C'est l'imprévisibilité qui a poussé Ada, simple étudiante en pharmacie à Nairobi, à se catapulter dans le monde de la mode (un peu comme Aniyer Anei, qui a fait ses débuts au cinéma avec ce film et a été découverte par le réalisateur). Et imprévisible est le sort de Maxine, qui toute sa vie a attendu d'être dans de bonnes conditions économiques et professionnelles pour pouvoir tourner librement son film et se retrouve confrontée au diagnostic d'un cancer agressif contre lequel il faut lutter. Angelina Jolie était le choix le plus approprié pour raconter cette histoire, compte tenu également de son histoire personnelle, mais aussi parce qu'elle dresse le portrait d'une femme qui accepte de montrer sa fragilité et sa solitude. La réalisatrice a cependant confié à Angèle la tâche d'être la narratrice des pensées des personnages, mais aussi la tâche délicate de « panser » les blessures des autres à travers son œuvre. Son interprète, Ella Rumpf, lui donne de la matière en véhiculant une passion, une colère et une vitalité splendide à admirer à l'écran.
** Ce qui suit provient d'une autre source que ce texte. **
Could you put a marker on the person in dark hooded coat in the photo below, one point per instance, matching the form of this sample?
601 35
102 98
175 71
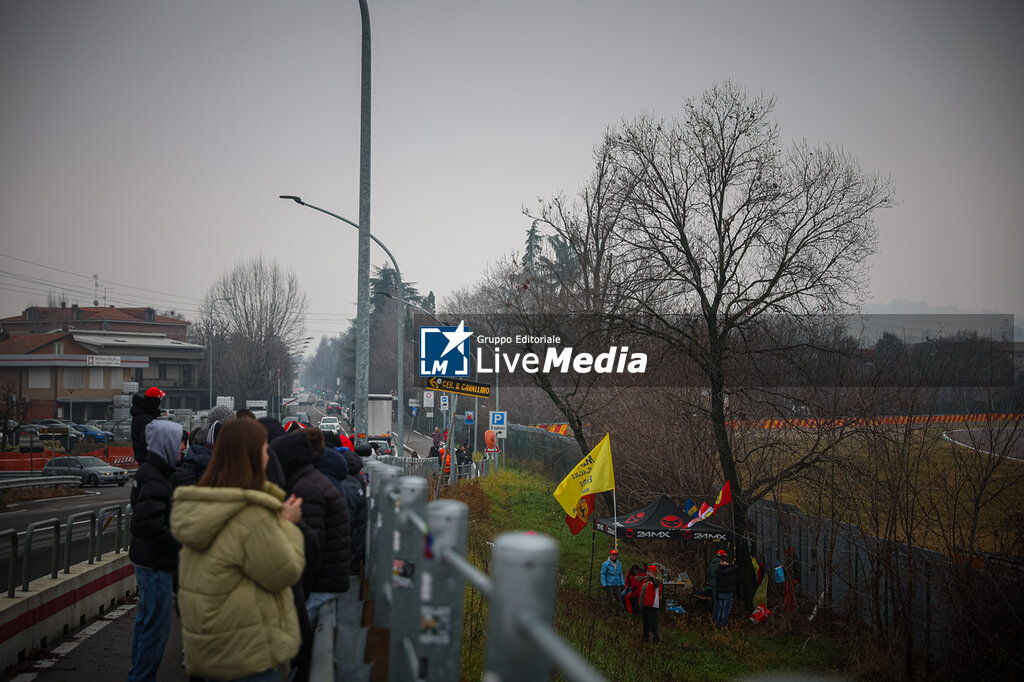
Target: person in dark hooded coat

Net de quelques répétitions qui affaiblissent le film dans la partie finale, Couture utilise des séquences particulièrement réussies, une bande-son d'Anna von Hausswolff et Filip Leyman et l'intensité des regards de ses protagonistes pour faire passer son message sous-jacent. La beauté de la vie réside dans son imprévisibilité et, parfois, ce qui finit par détruire représente au contraire un point de rupture, une brèche par laquelle entre la lumière et à partir de laquelle commence la catharsis. Comme une tempête soudaine au milieu d’un défilé.